Long covid outcomes at one year after mild SARS-CoV-2 infection: nationwide cohort study
The objective of this retrospective nationwide cohort study was to determine the clinical sequelae of long covid for a year after infection in patients with mild disease and to evaluate its association with age, sex, SARS-CoV-2 variants, and vaccination status. 1 913 234 Maccabi Healthcare Services members of all ages who did a polymerase chain reaction test for SARS-CoV-2 between 1 March 2020 and 1 October 2021 were included.
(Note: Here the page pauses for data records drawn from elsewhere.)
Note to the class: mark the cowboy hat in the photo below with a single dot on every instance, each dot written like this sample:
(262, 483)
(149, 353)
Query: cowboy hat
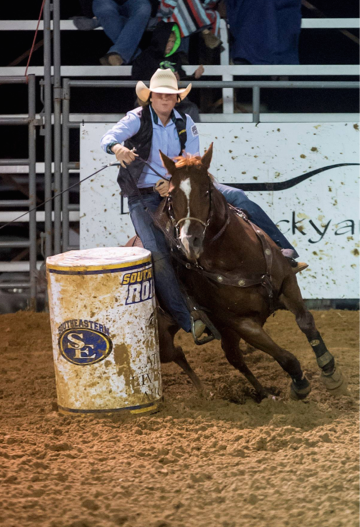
(163, 81)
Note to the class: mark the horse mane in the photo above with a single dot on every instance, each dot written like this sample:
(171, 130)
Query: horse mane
(189, 160)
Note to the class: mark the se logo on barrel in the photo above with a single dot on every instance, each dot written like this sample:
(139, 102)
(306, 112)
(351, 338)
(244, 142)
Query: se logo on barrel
(84, 346)
(140, 286)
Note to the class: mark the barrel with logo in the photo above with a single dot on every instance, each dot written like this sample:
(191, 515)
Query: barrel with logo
(104, 331)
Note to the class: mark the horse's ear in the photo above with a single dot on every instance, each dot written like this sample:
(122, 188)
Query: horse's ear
(167, 162)
(206, 158)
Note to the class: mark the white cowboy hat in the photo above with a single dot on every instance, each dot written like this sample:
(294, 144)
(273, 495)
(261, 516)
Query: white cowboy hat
(163, 81)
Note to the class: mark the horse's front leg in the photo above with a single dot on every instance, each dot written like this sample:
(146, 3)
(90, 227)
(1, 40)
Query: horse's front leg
(253, 333)
(230, 344)
(331, 375)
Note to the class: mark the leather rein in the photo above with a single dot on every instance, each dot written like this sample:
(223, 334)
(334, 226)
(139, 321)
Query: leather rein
(205, 224)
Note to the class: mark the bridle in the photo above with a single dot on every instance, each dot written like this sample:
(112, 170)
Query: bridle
(205, 224)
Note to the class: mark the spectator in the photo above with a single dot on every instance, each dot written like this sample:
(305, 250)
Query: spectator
(124, 22)
(86, 21)
(163, 53)
(264, 31)
(192, 16)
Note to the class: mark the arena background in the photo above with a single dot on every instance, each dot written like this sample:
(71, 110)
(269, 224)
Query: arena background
(223, 458)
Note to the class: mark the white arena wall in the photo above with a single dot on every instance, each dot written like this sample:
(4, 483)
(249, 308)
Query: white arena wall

The main outcome measures were: the risk of an evidence based list of 70 reported long covid outcomes in unvaccinated patients infected with SARS-CoV-2 matched to uninfected people, adjusted for age and sex and stratified by SARS-CoV-2 variants, and risk in patients with a breakthrough SARS-CoV-2 infection compared with unvaccinated infected controls. Risks were compared using hazard ratios and risk differences per 10 000 patients measured during the early (30-180 days) and late (180-360 days) time periods after infection. Covid-19 infection was significantly associated with increased risks in early and late periods for anosmia and dysgeusia (hazard ratio 4.59 (95% confidence interval 3.63 to 5.80), risk difference 19.6 (95% confidence interval 16.9 to 22.4) in early period; 2.96 (2.29 to 3.82), 11.0 (8.5 to 13.6) in late period), cognitive impairment (1.85 (1.58 to 2.17), 12.8, (9.6 to 16.1); 1.69 (1.45 to 1.96), 13.3 (9.4 to 17.3)), dyspnoea (1.79 (1.68 to 1.90), 85.7 (76.9 to 94.5); 1.30 (1.22 to 1.38), 35.4 (26.3 to 44.6)), weakness (1.78 (1.69 to 1.88), 108.5, 98.4 to 118.6; 1.30 (1.22 to 1.37), 50.2 (39.4 to 61.1)), and palpitations (1.49 (1.35 to 1.64), 22.1 (16.8 to 27.4); 1.16 (1.05 to 1.27), 8.3 (2.4 to 14.1)) and with significant but lower excess risk for streptococcal tonsillitis and dizziness. Hair loss, chest pain, cough, myalgia, and respiratory disorders were significantly increased only during the early phase. Male and female patients showed minor differences, and children had fewer outcomes than adults during the early phase of covid-19, which mostly resolved in the late period. Findings remained consistent across SARS-CoV-2 variants. Vaccinated patients with a breakthrough SARS-CoV-2 infection had a lower risk for dyspnoea and similar risk for other outcomes compared with unvaccinated infected patients. The authors concluded that this nationwide study suggests that patients with mild covid-19 are at risk for a small number of health outcomes, most of which are resolved within a year from diagnosis.
Mizrahi B, Sudry T, Flaks-Manov N, Yehezkelli Y, Kalkstein N, Akiva P, Ekka-Zohar A, Ben David SS, Lerner U, Bivas-Benita M, Greenfeld S. Long covid outcomes at one year after mild SARS-CoV-2 infection: nationwide cohort study. BMJ. 2023 Jan 11;380:e072529. doi: 10.1136/bmj-2022-072529.